Echoes and Reflections, a leader in Holocaust education,  provided a free, full-day workshop for teachers (English and Social Studies) in our district this week.  Our presenter was Alexis Storch, Director of Education at the Center for Holocaust and Humanity Education in Cincinnati, Ohio.  She was joined by powerful testimony from John Koenigsberg, a Holocaust survivor.  Here are some of the key takeaways for me. 

The Humanity of All
  • Go beyond statistics to show the humanity of the 6,000,000-11,000,000 victims. How would the families of victims want them to be remembered?  As bodies in piles or living humans?  The destruction of human life cannot be adequately illustrated by numbers or objects (paper clips).
  • Nazis were not monsters, but human beings who committed monstrous acts.
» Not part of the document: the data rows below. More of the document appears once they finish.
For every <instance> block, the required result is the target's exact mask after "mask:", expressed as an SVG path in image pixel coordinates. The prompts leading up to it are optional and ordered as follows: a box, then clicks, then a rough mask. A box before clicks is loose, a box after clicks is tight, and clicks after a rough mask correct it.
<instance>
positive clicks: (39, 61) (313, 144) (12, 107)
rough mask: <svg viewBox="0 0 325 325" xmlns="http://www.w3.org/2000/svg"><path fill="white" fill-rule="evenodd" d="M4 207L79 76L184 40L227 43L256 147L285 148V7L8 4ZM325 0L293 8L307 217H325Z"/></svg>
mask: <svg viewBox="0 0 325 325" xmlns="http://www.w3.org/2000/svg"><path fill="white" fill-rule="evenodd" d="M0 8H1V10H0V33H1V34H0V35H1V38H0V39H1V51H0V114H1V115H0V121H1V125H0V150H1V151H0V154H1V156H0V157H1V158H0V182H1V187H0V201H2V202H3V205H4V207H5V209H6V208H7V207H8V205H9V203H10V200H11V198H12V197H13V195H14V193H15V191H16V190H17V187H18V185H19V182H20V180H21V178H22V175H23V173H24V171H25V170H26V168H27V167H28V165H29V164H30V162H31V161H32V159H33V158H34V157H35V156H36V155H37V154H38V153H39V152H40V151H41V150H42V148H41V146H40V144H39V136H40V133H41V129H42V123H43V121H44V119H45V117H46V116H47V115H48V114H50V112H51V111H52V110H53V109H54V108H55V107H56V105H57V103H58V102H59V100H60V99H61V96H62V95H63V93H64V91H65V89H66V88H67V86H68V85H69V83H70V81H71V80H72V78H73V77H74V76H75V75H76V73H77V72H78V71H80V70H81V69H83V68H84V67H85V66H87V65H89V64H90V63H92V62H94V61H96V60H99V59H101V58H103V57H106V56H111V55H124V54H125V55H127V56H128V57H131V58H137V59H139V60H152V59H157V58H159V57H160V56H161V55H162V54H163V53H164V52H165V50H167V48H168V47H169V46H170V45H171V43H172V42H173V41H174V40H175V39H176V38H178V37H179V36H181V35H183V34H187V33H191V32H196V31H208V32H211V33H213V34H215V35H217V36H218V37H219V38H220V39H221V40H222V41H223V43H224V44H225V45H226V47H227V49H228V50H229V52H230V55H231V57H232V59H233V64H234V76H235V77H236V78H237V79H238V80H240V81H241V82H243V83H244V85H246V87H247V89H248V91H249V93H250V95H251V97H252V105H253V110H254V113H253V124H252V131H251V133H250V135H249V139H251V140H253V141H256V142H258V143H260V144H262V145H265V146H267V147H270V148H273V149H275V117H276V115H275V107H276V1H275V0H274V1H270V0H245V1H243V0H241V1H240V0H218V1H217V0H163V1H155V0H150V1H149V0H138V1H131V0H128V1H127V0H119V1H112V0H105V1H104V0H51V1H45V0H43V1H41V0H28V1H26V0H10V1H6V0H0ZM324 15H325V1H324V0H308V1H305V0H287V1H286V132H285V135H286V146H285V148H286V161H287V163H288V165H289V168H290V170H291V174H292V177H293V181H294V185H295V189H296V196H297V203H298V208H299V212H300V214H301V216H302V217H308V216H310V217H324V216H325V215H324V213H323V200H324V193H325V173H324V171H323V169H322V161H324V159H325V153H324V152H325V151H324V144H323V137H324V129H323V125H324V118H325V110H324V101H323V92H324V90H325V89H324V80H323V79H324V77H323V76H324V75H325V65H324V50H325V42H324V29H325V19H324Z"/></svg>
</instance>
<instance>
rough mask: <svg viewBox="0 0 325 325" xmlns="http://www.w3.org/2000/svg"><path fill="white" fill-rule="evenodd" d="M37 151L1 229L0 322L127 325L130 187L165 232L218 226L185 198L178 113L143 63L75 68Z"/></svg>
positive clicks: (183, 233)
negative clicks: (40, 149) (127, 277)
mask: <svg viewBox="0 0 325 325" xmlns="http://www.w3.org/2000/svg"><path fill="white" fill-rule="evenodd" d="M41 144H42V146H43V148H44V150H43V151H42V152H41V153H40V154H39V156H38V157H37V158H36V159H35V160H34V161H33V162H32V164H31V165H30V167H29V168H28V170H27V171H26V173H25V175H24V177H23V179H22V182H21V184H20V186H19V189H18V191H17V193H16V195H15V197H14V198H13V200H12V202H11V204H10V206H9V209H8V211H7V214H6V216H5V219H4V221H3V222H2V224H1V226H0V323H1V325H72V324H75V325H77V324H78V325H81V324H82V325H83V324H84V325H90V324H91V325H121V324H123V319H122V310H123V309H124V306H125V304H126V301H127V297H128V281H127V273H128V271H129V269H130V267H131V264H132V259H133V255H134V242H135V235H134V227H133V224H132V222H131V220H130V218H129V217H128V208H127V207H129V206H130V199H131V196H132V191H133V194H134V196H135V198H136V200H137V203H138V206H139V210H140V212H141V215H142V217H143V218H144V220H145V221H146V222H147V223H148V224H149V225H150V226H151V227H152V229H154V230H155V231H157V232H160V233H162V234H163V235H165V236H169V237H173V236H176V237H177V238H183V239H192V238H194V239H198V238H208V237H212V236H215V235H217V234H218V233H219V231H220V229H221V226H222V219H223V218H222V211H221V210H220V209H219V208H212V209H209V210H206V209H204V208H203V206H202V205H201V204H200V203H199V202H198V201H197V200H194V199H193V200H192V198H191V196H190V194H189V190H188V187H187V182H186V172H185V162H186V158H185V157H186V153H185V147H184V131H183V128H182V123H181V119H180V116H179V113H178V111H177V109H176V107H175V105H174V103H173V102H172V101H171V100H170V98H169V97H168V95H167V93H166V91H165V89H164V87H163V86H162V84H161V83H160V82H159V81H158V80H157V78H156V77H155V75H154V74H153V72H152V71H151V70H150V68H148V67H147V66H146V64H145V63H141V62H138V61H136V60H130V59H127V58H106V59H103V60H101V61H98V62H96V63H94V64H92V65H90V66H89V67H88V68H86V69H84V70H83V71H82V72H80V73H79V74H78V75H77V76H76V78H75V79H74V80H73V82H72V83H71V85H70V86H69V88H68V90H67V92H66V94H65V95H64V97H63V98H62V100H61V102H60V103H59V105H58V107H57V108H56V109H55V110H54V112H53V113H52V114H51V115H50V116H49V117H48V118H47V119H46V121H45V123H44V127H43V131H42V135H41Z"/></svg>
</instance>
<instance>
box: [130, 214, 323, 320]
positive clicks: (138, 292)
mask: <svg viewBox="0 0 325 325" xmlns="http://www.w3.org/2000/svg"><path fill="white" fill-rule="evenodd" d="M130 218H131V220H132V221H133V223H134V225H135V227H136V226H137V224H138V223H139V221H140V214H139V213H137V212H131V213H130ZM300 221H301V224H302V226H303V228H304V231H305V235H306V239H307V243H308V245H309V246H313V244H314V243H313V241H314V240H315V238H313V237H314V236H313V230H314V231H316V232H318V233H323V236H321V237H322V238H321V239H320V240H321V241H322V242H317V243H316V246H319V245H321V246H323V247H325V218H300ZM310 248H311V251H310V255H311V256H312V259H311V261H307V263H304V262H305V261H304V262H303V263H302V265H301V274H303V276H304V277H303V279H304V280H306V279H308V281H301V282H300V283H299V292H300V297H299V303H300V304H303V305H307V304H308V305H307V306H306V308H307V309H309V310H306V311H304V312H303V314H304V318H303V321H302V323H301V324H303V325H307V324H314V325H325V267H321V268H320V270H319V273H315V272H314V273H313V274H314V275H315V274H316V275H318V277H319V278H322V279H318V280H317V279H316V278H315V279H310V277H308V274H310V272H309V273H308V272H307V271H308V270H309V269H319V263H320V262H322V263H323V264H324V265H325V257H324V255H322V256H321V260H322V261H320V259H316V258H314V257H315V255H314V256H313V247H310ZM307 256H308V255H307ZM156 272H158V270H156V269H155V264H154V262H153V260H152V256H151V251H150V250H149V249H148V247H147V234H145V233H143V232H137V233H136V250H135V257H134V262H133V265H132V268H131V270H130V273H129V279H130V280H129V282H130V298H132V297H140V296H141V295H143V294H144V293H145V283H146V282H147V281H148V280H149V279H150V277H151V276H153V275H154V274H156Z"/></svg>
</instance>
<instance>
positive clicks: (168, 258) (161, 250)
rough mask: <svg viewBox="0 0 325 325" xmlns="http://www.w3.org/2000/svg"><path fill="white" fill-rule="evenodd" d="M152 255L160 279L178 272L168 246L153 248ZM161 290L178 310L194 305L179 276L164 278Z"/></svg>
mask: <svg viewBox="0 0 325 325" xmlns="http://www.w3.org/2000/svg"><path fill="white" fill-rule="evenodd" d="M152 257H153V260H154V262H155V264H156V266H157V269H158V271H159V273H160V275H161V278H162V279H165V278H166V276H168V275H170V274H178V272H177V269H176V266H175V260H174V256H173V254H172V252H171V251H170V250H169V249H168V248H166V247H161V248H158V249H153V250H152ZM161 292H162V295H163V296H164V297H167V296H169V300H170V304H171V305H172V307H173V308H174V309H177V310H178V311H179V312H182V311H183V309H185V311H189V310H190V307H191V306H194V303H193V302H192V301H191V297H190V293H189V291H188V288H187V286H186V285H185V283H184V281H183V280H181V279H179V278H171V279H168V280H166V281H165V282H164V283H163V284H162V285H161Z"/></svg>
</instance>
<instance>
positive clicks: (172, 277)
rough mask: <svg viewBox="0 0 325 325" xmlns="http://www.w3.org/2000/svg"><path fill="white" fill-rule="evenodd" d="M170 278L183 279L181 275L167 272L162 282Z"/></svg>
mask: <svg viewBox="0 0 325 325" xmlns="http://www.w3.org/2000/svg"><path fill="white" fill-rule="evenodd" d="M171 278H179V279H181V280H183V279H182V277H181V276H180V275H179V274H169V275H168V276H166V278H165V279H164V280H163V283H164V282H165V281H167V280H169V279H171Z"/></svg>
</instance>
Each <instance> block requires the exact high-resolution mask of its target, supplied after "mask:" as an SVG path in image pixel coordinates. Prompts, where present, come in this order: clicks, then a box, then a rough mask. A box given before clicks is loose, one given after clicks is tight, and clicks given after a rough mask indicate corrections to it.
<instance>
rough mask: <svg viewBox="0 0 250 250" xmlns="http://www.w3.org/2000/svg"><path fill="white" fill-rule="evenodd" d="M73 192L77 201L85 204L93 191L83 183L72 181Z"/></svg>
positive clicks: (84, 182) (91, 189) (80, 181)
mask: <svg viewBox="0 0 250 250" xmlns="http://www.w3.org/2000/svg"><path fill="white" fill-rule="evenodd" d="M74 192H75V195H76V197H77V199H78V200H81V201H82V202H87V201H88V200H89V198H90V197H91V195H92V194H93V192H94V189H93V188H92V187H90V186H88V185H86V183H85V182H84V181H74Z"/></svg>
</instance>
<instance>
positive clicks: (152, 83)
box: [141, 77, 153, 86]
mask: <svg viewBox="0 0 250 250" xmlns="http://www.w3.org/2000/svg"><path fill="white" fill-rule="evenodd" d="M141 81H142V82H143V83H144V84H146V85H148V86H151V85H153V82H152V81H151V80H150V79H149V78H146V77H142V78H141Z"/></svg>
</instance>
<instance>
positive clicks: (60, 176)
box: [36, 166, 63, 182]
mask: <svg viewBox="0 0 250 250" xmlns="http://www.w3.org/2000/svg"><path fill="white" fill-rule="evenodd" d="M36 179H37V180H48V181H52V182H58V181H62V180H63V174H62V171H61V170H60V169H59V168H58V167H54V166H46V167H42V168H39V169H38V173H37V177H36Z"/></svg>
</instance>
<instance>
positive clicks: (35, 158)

Dehumanizing the perpetrators allows us to distance ourselves from the actions that result from human prejudices.  
  • Show photographs of perpetrators, onlookers, and victims with their families.  Can you tell the difference among them from the photographs?  

 Agency and Choice
  • “Bystander" is a misnomer.  Bystanders didn’t do “nothing.”  They made a choice to be onlookers.
  • The Holocaust didn’t result from the actions of a single man (Hitler), but perpetrators and onlookers who made choices to participate. 
  • Rescuers made choices to protect targeted people.  In addition to hiding them, doctors and nurses protected potential victims by feigning illness and surgeries. 

 Propaganda and Prejudice
  • Prejudice is learned behavior.  Some of the early efforts to boycott Jewish business failed because many Germans saw no reason to turn against their Jewish neighbors. 
  • Propaganda and education (indoctrination), not just force, are necessary to maintain totalitarian regimes.  
  • Propaganda takes different forms.  Some Germans were turned off by the dehumanizing images in posters.  Hitler’s writings and speeches were another form of propaganda that appealed more to some Germans. 
  • Victims were targets for different reasons.  While there was a long history of antisemitism in Europe, Nazi hatred of Jews wasn’t the same as religious antisemitism. Jews were defined by their bloodline.  Both the “Semitic” and “Aryan” labels were social constructions.  Jehovah’s Witnesses were targeted because they refused to swear an oath of loyalty.  Homosexual victims were often those perceived as gay, not necessarily those who identified as such. 

Telling the Stories
  • Survivors had different experiences. Some survived the camps; others were hidden by rescuers until liberation.  Experiences varied by age, gender, etc. 
  • Strive for complexity, not simple answers. 
  • If you use historical fiction, such as the Boy in the Striped Pajamas (not recommended), be sure to do so with a critical eye and point out the differences between the story and reality.